Thanks to Christine O'Donnell and the Tea Party, a lot of Democrats are confident Joe Biden's former Delaware Senate seat is now in the bag. But their celebration may be premature. O'Donnell has already raised more than $1 million since her primary win, and while a competitive race is likely to cost several million dollars, she might not have much trouble, given the national support she'll be getting from the likes of Rush Limbaugh, Sean Hannity and Sarah Palin.
Chuckling Democrats would be wise to remember a woman named Martha Coakley was once considered a shoo-in in another reliably Democratic state, Massachusetts, only to become the first major political scalp of Tea Party politics. But Coakley turned out to be a lousy candidate and Scott Brown caught the world unawares.
Things will be different this time. While some senior Republicans, including Karl Rove, seem convinced that O'Donnell can't win, not all Democrats (including Biden himself) agree. One party strategist with extensive Senate campaign experience told me after her win that he thinks O'Donnell's star power with the far right might enable her to raise money and generate enough enthusiasm to pull off an upset.
One reason this strategist said he's not more worried, however, is that he believes O'Donnell's (nationally) unknown Democratic opponent, Chris Coons, is no Martha Coakley. "He's very talented," said my source. And he's not the only one to feel that way. Senate Democratic leader Harry Reid has already raved about Coons perhaps to comedic excess as "my pet ... my favorite candidate."
Coons' résumé may not sport anything as colorful as O'Donnell's abstinence and antimasturbation crusading. But he did campaign for Ronald Reagan as a teenager before labeling himself, in a much-quoted-on-the-right college essay, a "bearded Marxist." Now 47, Coons has served in county government for the past decade, with the last six years as executive of New Castle County one of Delaware's three counties and home to about 500,000 of the state's roughly 900,000 residents. His pedigree may be easy for a Tea Partyer to sneer at undergrad at Amherst, law and divinity school at Yale but in a relatively prosperous Northeastern state like Delaware (where the unemployment rate is high, but lower than the national average), it may be an asset. (And remember: at least two other Tea Party darlings, Joe Miller in Alaska and Ken Buck in Colorado, also have Ivy League degrees.)
Unlike some other Democrats recently running from it, Coons openly supports a cap-and-trade plan to combat global warming; sounds fairly conventional on education reform; and describes himself as a "Truman Democrat," which has a slightly hawkish ring but could actually mean almost anything short of Kucinich-ism. (It's hard to find anything Coons has to say about Afghanistan beyond some milquetoasty criticism of Stanley McChrystal's infamous comments to Rolling Stone.) On MSNBC's Hardball Wednesday, Coons said he would have voted for both the health care bill and financial regulatory reform. He has also made an interesting proposal for a lifetime ban on Senate lobbying by former Senators, something unlikely to endear him to his potential new colleagues.

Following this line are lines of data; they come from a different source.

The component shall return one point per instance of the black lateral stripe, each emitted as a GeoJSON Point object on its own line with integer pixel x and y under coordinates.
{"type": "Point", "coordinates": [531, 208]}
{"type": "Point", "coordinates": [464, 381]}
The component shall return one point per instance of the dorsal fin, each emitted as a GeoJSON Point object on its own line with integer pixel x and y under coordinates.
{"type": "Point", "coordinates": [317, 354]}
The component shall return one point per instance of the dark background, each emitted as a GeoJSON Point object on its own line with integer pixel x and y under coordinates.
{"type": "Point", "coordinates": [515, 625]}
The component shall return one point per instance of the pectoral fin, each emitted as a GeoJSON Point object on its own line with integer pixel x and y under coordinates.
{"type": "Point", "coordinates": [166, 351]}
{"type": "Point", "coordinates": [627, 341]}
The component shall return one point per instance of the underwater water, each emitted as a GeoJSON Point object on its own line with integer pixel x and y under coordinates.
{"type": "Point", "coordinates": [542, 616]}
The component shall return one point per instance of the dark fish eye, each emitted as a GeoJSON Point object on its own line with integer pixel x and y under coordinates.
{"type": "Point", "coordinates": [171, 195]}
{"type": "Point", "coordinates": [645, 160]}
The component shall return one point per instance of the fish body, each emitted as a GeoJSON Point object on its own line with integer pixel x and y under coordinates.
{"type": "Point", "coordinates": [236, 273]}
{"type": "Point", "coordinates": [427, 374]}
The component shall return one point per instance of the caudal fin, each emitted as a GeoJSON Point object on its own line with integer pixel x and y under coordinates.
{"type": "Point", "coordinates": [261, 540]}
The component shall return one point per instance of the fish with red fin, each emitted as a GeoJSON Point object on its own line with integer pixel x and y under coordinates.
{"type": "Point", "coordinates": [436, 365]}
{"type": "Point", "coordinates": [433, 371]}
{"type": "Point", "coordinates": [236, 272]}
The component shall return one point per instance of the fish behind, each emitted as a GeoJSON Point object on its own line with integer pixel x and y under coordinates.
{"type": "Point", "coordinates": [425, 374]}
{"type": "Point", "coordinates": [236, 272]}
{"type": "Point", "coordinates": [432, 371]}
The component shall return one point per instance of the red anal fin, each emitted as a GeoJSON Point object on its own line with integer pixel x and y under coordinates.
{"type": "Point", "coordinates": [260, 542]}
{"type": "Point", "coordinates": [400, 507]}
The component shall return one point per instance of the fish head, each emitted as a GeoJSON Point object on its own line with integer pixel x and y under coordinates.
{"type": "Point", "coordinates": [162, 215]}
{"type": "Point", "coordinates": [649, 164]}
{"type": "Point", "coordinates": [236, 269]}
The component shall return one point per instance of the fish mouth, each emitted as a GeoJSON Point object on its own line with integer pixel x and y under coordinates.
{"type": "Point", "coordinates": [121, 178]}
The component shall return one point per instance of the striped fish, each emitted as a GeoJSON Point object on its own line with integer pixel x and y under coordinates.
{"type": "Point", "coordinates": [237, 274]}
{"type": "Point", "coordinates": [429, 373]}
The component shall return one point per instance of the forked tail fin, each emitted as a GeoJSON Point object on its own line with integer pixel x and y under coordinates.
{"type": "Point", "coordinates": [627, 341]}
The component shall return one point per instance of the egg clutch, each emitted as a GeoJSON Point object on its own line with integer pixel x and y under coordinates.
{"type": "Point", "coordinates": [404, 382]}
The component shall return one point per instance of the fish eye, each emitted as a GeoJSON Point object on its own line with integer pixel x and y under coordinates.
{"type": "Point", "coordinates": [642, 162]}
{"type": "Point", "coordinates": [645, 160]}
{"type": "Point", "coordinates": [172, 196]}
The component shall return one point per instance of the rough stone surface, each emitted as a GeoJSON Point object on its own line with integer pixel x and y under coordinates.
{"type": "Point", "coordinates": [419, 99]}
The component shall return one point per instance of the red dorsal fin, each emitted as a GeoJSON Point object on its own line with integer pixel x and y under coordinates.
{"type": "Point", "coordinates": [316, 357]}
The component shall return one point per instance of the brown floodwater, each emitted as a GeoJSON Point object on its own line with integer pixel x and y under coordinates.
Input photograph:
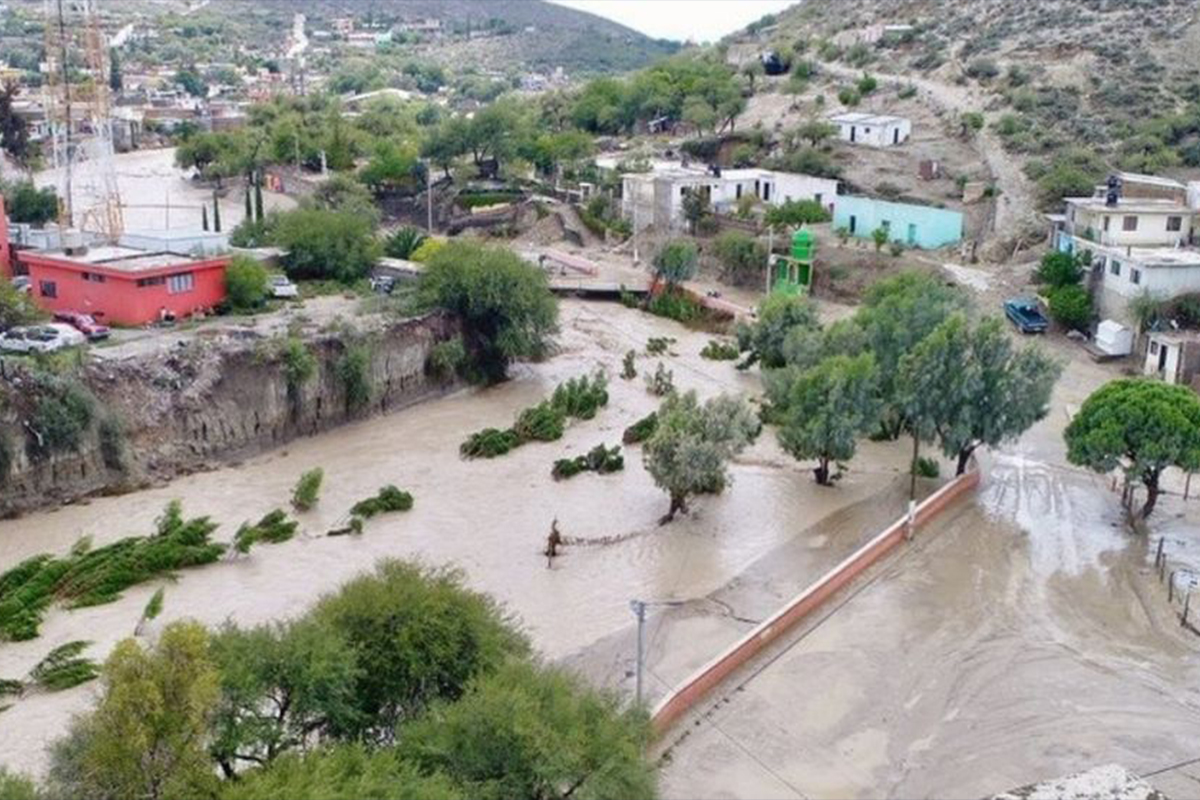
{"type": "Point", "coordinates": [487, 517]}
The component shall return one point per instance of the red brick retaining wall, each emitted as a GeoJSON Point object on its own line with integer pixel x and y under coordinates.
{"type": "Point", "coordinates": [683, 697]}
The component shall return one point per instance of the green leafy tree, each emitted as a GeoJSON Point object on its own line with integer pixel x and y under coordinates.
{"type": "Point", "coordinates": [970, 386]}
{"type": "Point", "coordinates": [319, 244]}
{"type": "Point", "coordinates": [793, 214]}
{"type": "Point", "coordinates": [280, 685]}
{"type": "Point", "coordinates": [693, 444]}
{"type": "Point", "coordinates": [342, 771]}
{"type": "Point", "coordinates": [742, 256]}
{"type": "Point", "coordinates": [676, 263]}
{"type": "Point", "coordinates": [1139, 426]}
{"type": "Point", "coordinates": [778, 316]}
{"type": "Point", "coordinates": [418, 636]}
{"type": "Point", "coordinates": [503, 304]}
{"type": "Point", "coordinates": [828, 408]}
{"type": "Point", "coordinates": [145, 738]}
{"type": "Point", "coordinates": [1059, 269]}
{"type": "Point", "coordinates": [246, 283]}
{"type": "Point", "coordinates": [533, 732]}
{"type": "Point", "coordinates": [897, 314]}
{"type": "Point", "coordinates": [1071, 306]}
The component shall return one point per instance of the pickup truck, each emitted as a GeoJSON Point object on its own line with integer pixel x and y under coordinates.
{"type": "Point", "coordinates": [1024, 313]}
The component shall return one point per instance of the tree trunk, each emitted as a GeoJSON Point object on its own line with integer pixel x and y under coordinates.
{"type": "Point", "coordinates": [822, 471]}
{"type": "Point", "coordinates": [965, 458]}
{"type": "Point", "coordinates": [678, 504]}
{"type": "Point", "coordinates": [1151, 495]}
{"type": "Point", "coordinates": [912, 468]}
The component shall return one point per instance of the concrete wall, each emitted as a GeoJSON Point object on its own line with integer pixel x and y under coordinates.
{"type": "Point", "coordinates": [685, 696]}
{"type": "Point", "coordinates": [918, 226]}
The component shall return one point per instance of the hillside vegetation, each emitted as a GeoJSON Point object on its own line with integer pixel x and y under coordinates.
{"type": "Point", "coordinates": [1071, 86]}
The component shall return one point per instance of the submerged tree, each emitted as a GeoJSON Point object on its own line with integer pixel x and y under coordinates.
{"type": "Point", "coordinates": [828, 408]}
{"type": "Point", "coordinates": [693, 444]}
{"type": "Point", "coordinates": [502, 301]}
{"type": "Point", "coordinates": [1141, 427]}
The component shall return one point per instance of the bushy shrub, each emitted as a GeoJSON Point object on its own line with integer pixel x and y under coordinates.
{"type": "Point", "coordinates": [599, 459]}
{"type": "Point", "coordinates": [307, 489]}
{"type": "Point", "coordinates": [641, 431]}
{"type": "Point", "coordinates": [718, 350]}
{"type": "Point", "coordinates": [246, 283]}
{"type": "Point", "coordinates": [387, 500]}
{"type": "Point", "coordinates": [661, 383]}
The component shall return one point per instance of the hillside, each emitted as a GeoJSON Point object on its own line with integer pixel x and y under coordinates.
{"type": "Point", "coordinates": [577, 41]}
{"type": "Point", "coordinates": [1068, 88]}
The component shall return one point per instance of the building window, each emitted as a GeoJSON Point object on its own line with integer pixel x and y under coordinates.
{"type": "Point", "coordinates": [180, 283]}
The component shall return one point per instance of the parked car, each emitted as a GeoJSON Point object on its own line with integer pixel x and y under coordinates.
{"type": "Point", "coordinates": [383, 284]}
{"type": "Point", "coordinates": [1026, 316]}
{"type": "Point", "coordinates": [41, 338]}
{"type": "Point", "coordinates": [281, 287]}
{"type": "Point", "coordinates": [85, 324]}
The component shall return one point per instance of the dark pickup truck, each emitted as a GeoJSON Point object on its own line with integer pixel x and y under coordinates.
{"type": "Point", "coordinates": [1026, 316]}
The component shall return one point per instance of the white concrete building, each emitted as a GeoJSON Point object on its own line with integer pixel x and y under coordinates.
{"type": "Point", "coordinates": [873, 130]}
{"type": "Point", "coordinates": [1174, 356]}
{"type": "Point", "coordinates": [1138, 234]}
{"type": "Point", "coordinates": [655, 197]}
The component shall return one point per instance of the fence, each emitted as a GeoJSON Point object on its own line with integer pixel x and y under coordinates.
{"type": "Point", "coordinates": [682, 698]}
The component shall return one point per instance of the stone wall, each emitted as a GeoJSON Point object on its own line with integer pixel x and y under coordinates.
{"type": "Point", "coordinates": [208, 404]}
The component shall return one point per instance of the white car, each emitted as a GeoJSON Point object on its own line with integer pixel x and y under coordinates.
{"type": "Point", "coordinates": [283, 288]}
{"type": "Point", "coordinates": [41, 338]}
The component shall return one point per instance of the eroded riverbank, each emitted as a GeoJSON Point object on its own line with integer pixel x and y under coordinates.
{"type": "Point", "coordinates": [489, 518]}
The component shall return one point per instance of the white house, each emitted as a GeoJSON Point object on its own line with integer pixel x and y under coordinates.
{"type": "Point", "coordinates": [657, 197]}
{"type": "Point", "coordinates": [1138, 234]}
{"type": "Point", "coordinates": [1174, 356]}
{"type": "Point", "coordinates": [873, 130]}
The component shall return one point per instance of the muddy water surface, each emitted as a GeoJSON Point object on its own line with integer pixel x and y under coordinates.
{"type": "Point", "coordinates": [487, 517]}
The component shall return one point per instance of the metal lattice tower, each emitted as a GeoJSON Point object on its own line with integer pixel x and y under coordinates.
{"type": "Point", "coordinates": [78, 113]}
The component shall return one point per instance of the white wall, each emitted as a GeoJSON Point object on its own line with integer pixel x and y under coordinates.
{"type": "Point", "coordinates": [1151, 228]}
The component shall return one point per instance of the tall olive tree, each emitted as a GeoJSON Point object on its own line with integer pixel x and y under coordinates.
{"type": "Point", "coordinates": [1139, 426]}
{"type": "Point", "coordinates": [828, 408]}
{"type": "Point", "coordinates": [693, 444]}
{"type": "Point", "coordinates": [503, 304]}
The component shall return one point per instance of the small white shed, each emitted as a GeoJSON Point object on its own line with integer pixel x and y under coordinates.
{"type": "Point", "coordinates": [873, 130]}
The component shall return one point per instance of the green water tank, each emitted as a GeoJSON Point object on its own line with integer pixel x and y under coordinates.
{"type": "Point", "coordinates": [803, 244]}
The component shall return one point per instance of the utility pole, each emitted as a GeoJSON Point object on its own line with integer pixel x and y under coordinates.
{"type": "Point", "coordinates": [429, 196]}
{"type": "Point", "coordinates": [639, 608]}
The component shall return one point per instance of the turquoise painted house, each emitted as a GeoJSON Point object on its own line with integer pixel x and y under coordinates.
{"type": "Point", "coordinates": [916, 226]}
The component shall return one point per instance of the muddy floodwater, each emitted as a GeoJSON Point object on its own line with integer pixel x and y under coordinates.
{"type": "Point", "coordinates": [487, 517]}
{"type": "Point", "coordinates": [1023, 637]}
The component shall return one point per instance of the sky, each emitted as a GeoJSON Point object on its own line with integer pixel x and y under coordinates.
{"type": "Point", "coordinates": [703, 20]}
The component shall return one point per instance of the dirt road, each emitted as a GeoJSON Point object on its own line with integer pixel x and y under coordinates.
{"type": "Point", "coordinates": [1015, 204]}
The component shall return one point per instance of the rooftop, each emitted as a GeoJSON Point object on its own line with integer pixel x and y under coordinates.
{"type": "Point", "coordinates": [1131, 204]}
{"type": "Point", "coordinates": [865, 118]}
{"type": "Point", "coordinates": [123, 259]}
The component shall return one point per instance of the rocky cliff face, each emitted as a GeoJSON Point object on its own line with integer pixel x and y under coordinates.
{"type": "Point", "coordinates": [210, 403]}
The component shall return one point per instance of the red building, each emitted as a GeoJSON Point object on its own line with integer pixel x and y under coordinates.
{"type": "Point", "coordinates": [124, 286]}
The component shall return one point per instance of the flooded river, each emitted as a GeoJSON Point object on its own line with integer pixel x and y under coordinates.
{"type": "Point", "coordinates": [487, 517]}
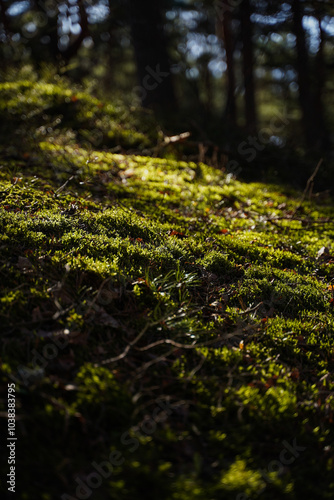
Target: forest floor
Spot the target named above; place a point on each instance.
(169, 329)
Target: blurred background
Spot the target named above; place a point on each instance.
(250, 82)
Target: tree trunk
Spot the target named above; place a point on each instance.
(320, 83)
(72, 49)
(302, 66)
(150, 46)
(248, 66)
(224, 31)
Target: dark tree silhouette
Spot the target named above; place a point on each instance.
(150, 47)
(248, 65)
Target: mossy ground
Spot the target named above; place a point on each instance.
(164, 311)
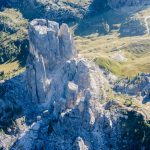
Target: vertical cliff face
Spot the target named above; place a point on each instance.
(50, 46)
(72, 88)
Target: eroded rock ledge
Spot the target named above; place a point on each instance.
(71, 90)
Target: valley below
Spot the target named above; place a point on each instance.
(74, 75)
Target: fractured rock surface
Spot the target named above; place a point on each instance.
(67, 94)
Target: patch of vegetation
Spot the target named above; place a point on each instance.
(110, 65)
(13, 39)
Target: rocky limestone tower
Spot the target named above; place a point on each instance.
(50, 45)
(71, 89)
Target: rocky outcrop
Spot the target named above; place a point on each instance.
(71, 88)
(68, 94)
(138, 86)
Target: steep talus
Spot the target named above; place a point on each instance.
(69, 92)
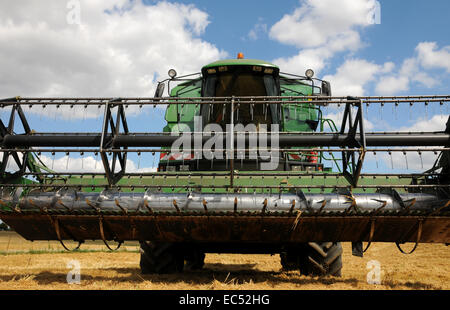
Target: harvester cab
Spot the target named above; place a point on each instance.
(249, 161)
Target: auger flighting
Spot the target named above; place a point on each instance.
(250, 173)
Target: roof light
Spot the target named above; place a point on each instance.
(172, 73)
(309, 73)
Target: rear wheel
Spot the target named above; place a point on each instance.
(160, 258)
(314, 259)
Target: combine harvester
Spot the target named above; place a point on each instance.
(246, 166)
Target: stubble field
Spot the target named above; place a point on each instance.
(43, 265)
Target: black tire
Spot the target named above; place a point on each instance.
(160, 258)
(194, 260)
(314, 259)
(322, 259)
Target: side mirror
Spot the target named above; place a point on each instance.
(159, 90)
(326, 88)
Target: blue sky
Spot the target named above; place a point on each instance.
(122, 48)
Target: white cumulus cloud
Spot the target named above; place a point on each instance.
(120, 47)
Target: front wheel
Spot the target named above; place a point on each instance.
(314, 259)
(322, 259)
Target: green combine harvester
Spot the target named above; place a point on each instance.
(245, 166)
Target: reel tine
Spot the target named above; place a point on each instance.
(406, 159)
(421, 159)
(67, 163)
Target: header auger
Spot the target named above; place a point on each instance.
(245, 165)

The big picture, however, is that this campaign will unfold in a state that went 62-37 for Obama in 2008, thanks in part to the place of local hero Joe Biden on the ticket. Biden already has plans to campaign and raise money for Coons. And polling shows Coons now with a double-digit lead. So Coons could probably get away with being just an ordinary candidate. Especially if the bet reflected by the unusual photo of his opponent on his campaign home page is the right one: just keep people talking about Christine O'Donnell.